Initially, Gipson argues that an attorney might have been able to expose “fatal weaknesses” in the state’s case, making it unlikely that probable cause would have been found. Thus, he contends, the state would have been “disinclined to present the case to the grand jury.” While it is clear that Gipson was entitled to counsel at the preliminary hearing, it is pure speculation to surmise that somehow the presence of counsel would have prevented later presentation of the case to the grand jury and return of the indictment. We find no merit in appellant’s first argument.

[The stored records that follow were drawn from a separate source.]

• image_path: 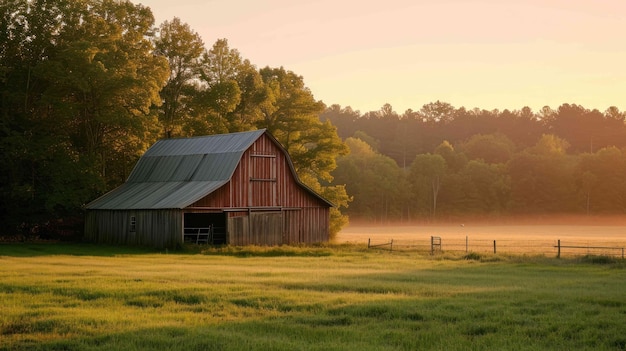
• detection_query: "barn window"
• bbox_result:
[130,216,137,233]
[250,154,276,182]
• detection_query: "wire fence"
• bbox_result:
[367,236,626,259]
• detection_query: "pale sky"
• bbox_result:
[134,0,626,113]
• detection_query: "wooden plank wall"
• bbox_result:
[192,135,329,245]
[85,210,183,248]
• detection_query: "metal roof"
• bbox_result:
[87,129,265,210]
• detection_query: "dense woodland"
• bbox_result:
[0,0,626,239]
[322,101,626,222]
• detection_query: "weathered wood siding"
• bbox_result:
[85,210,183,248]
[191,135,329,245]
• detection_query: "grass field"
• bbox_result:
[0,244,626,351]
[336,223,626,258]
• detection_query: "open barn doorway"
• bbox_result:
[183,213,226,245]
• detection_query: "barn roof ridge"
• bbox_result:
[86,129,332,210]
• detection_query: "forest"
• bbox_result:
[321,101,626,222]
[0,0,626,239]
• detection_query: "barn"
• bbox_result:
[85,129,333,248]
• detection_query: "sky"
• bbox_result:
[138,0,626,113]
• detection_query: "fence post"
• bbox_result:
[430,235,435,255]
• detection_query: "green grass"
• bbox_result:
[0,244,626,351]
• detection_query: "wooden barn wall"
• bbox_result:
[191,135,329,245]
[85,210,183,248]
[191,135,327,212]
[227,208,329,246]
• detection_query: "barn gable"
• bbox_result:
[85,130,332,247]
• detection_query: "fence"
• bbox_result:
[367,236,625,259]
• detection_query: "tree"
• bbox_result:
[154,17,204,138]
[462,133,515,163]
[257,67,349,236]
[189,39,242,135]
[333,138,406,222]
[0,0,167,231]
[408,154,446,217]
[507,135,577,213]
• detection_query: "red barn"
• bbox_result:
[85,129,332,248]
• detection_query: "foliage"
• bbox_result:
[0,0,349,233]
[0,0,167,230]
[322,101,626,220]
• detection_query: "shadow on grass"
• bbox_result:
[0,242,347,258]
[0,242,163,257]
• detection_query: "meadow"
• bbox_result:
[0,238,626,350]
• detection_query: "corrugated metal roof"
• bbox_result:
[87,129,265,210]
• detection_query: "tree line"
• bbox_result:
[322,101,626,221]
[0,0,349,238]
[0,0,626,236]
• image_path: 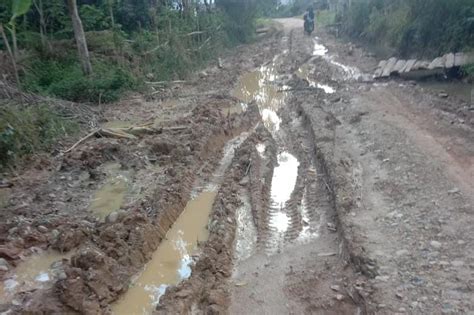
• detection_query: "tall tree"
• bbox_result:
[67,0,92,75]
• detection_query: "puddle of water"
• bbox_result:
[313,40,328,56]
[232,64,286,131]
[270,212,290,233]
[222,103,247,116]
[112,191,216,315]
[296,64,336,94]
[418,81,474,104]
[0,251,73,303]
[235,193,257,260]
[298,188,319,242]
[271,152,300,206]
[270,152,299,238]
[90,163,130,220]
[317,83,336,94]
[255,143,267,158]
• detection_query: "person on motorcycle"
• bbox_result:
[304,7,314,35]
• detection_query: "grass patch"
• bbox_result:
[0,104,79,171]
[316,10,336,27]
[23,58,137,103]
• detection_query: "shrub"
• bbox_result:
[0,104,78,170]
[24,59,137,103]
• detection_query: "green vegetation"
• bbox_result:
[338,0,474,57]
[0,104,78,171]
[0,0,265,103]
[0,0,264,170]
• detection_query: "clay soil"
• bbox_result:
[0,19,474,314]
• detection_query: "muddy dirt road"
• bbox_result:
[0,19,474,314]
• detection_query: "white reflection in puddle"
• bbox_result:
[271,152,300,206]
[262,108,281,131]
[313,41,328,56]
[270,152,300,241]
[317,83,336,94]
[255,143,267,158]
[270,212,290,233]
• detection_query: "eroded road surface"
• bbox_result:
[0,19,474,314]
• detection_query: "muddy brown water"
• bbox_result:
[419,81,474,105]
[112,191,216,315]
[233,64,286,132]
[296,63,336,94]
[0,251,73,303]
[90,163,130,220]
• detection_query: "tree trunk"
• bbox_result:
[0,24,20,88]
[108,0,115,29]
[67,0,92,75]
[33,0,51,52]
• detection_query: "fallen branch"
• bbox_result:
[186,31,204,36]
[97,128,137,140]
[277,86,320,93]
[145,80,186,85]
[62,123,189,154]
[63,130,98,154]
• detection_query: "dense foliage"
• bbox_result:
[0,0,265,103]
[0,0,262,171]
[339,0,474,57]
[0,104,77,171]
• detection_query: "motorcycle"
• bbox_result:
[304,14,314,35]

Gipson next points to the fact that his bail was increased from $1,000 to $5,000 at the conclusion of the first preliminary hearing, causing him to remain in custody until his trial. On the theory that counsel might have prevented the increase in bail, he now argues that he was thus prejudiced in that had he remained free he might have located witnesses who could have contradicted the state’s evidence that he was Weber’s assailant.

In making this argument, Gipson ignores several important facts. A full bail hearing was held before Judge Blair on May 16, 1975, at which time Gipson was represented by counsel. Bail was thereupon continued at $5,000. Moreover, Gipson was represented by able counsel from April 10, 1975, through the time of trial. There is simply nothing in the record to suggest that Gip-son’s release on a lesser bail would have been ordered had counsel been present at the conclusion of the preliminary hearing, or that if Gipson had somehow gained his release that that would have increased the likelihood of locating additional witnesses. In short, Gipson has failed to demonstrate how the district court’s error, in forcing him to proceed without counsel, put him in any worse position than that of any defendant unable to post bond while awaiting trial. Again, we find his argument to be without persuasive force.

After being asked if he wished to do so by Judge Miller, Gipson testified in his own behalf at his first preliminary hearing. However, he was not warned of his right to remain silent before he testified. Gipson’s next argument is that this clear violation of his Fifth Amendment right against self-incrimination, aggravated by the denial of his Sixth Amendment right to counsel, requires a reversal.